14 Pentecost B—8/30/15
Deut. 4:1-2,6-9; Psalm 15; James 1:17-27; Mark 7:1-8,14-15,21-23
Pr. Scott Kramer
This morning’s gospel reading from Mark picks up where last week’s reading from John left off: All the Jews do not eat unless they thoroughly wash their hands, thus observing the tradition of the elders; and they do not eat anything from the market unless they wash it and there are also many other traditions that they observe…So the Pharisees and scribes asked him, Why do your disciples not live according to the tradition of the elders?
Jesus’ response? You abandon the commandment of God and hold to human tradition.
Why does Jesus come down so hard on tradition–and religious traditions in particular? According to our readings there is one reason: Traditions can become a substitute for the “law of liberty,” as James puts it, or the “commandment of God,” as Jesus puts it, which is: to love one another. The reason for religious faith is this: To learn and to remember what God’s love looks like, in order to put that into practice every day of our lives. As the book of Deuteronomy puts it, don’t add anything. Don’t subtract anything. It’s all about the “commandment of God,” which is love!
In our second reading James writes: Religion that points to anything else is “worthless.” Because, he says, you can be “religious” and yet allow your life to be consumed by resentment and anger. You can be religious, Jesus says, and still be obsessed by sex. You can be religious, he says, and yet practice theft, murder, adultery, greed, wickedness, deceit, envy, slander, pride, folly. It’s easy, Jesus teaches, to be religious without practicing the love of Christ for all people.

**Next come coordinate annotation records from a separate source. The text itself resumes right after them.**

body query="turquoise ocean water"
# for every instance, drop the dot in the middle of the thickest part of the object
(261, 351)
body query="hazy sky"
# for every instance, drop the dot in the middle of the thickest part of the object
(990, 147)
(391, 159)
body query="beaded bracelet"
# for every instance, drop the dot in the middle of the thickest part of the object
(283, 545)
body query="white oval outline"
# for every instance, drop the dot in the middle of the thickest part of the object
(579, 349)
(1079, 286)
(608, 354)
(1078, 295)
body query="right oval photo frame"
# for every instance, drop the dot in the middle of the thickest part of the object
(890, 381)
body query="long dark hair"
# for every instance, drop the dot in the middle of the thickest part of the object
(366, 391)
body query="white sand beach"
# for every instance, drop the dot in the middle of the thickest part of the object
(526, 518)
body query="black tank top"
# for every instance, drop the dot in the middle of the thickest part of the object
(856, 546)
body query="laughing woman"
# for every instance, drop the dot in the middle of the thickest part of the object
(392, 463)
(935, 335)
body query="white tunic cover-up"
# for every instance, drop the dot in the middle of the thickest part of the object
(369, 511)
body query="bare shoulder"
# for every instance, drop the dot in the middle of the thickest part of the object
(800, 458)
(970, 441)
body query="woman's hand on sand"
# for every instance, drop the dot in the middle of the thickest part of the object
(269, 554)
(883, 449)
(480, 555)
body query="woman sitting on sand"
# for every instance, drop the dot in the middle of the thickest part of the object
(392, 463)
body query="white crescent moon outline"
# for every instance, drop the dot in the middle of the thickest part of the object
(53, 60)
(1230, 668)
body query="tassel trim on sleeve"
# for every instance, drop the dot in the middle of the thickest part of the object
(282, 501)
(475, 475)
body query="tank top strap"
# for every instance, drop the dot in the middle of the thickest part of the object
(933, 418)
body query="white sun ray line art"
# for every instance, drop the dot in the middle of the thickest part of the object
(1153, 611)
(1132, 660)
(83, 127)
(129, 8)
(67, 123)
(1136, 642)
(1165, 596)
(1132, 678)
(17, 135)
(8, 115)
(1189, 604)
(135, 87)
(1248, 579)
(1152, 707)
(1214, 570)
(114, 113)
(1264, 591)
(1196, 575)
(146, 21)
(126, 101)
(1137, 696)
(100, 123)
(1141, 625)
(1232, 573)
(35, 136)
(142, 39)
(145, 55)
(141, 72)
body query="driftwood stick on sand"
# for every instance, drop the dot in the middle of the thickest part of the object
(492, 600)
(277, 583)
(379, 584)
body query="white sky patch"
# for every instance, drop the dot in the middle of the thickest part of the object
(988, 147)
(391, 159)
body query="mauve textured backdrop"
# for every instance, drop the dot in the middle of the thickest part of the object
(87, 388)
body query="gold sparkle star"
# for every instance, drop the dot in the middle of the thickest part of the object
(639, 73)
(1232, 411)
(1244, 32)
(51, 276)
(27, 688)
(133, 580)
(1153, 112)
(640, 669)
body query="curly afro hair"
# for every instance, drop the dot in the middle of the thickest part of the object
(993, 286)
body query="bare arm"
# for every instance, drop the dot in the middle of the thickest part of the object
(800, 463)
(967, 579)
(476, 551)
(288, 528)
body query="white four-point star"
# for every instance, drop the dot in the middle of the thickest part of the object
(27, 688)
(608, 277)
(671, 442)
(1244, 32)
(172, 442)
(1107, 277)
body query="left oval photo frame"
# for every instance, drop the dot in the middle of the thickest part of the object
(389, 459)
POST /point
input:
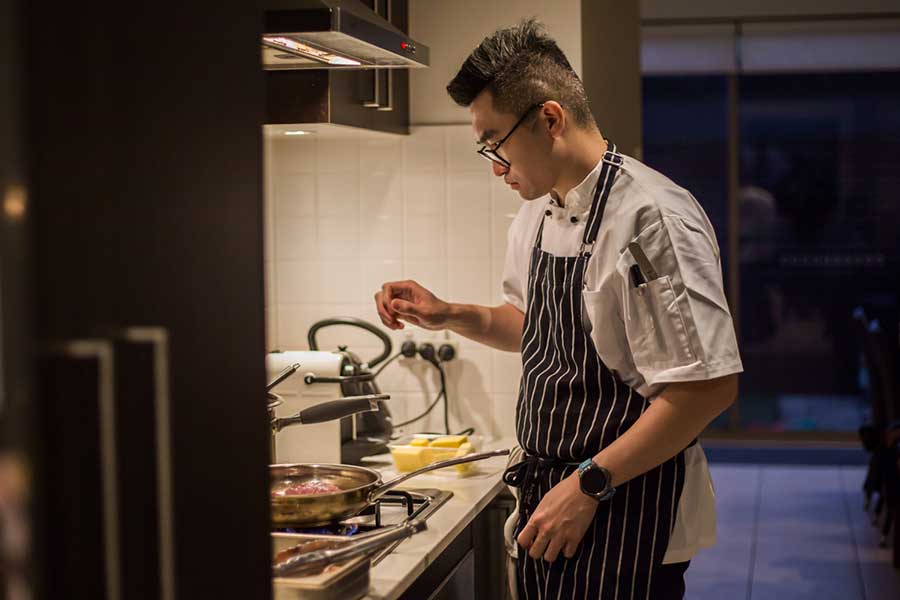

Jesus uses the word “hypocrite” to describe religious people who forget who they are: people beloved of God, called to practice that same love toward all. James teaches that “forgetting” is the problem: like someone who looks in a mirror and as soon as they turn away they forget what they look like.
Now, we might get the idea that the lesson here is: “Don’t be a hypocrite.” But this misses the point, because…we’re all hypocrites! Surely you can read today’s readings and find plenty of evidence in your own life of anger, greed, envy, pride, and deceit. Unless we don’t know ourselves at all, surely at least those among us who have spent a lifetime in the church can acknowledge that much. With a little study and a bit of courage we might even find how all those other categories—adultery, theft, murder—as Jesus defines them, also apply. This list is a pretty big net into which all of us are scooped up.
Religious traditions and rituals lead us away from the living God when they fail to make us better at loving one another. We gather this morning and every Sunday morning, dear friends, not for the sake of tradition; not because we are good—we’re not—and not in order to gain God’s favor through our worship and our traditions—we can’t. We are here, boldly and freely confessing that we are hypocrites and sinners. We come, despite all that and because of all that, ready to remember God’s unconditional forgiveness and love for us and for all creation. We come, ready to learn just a little better how to be Christ for the sake of the world!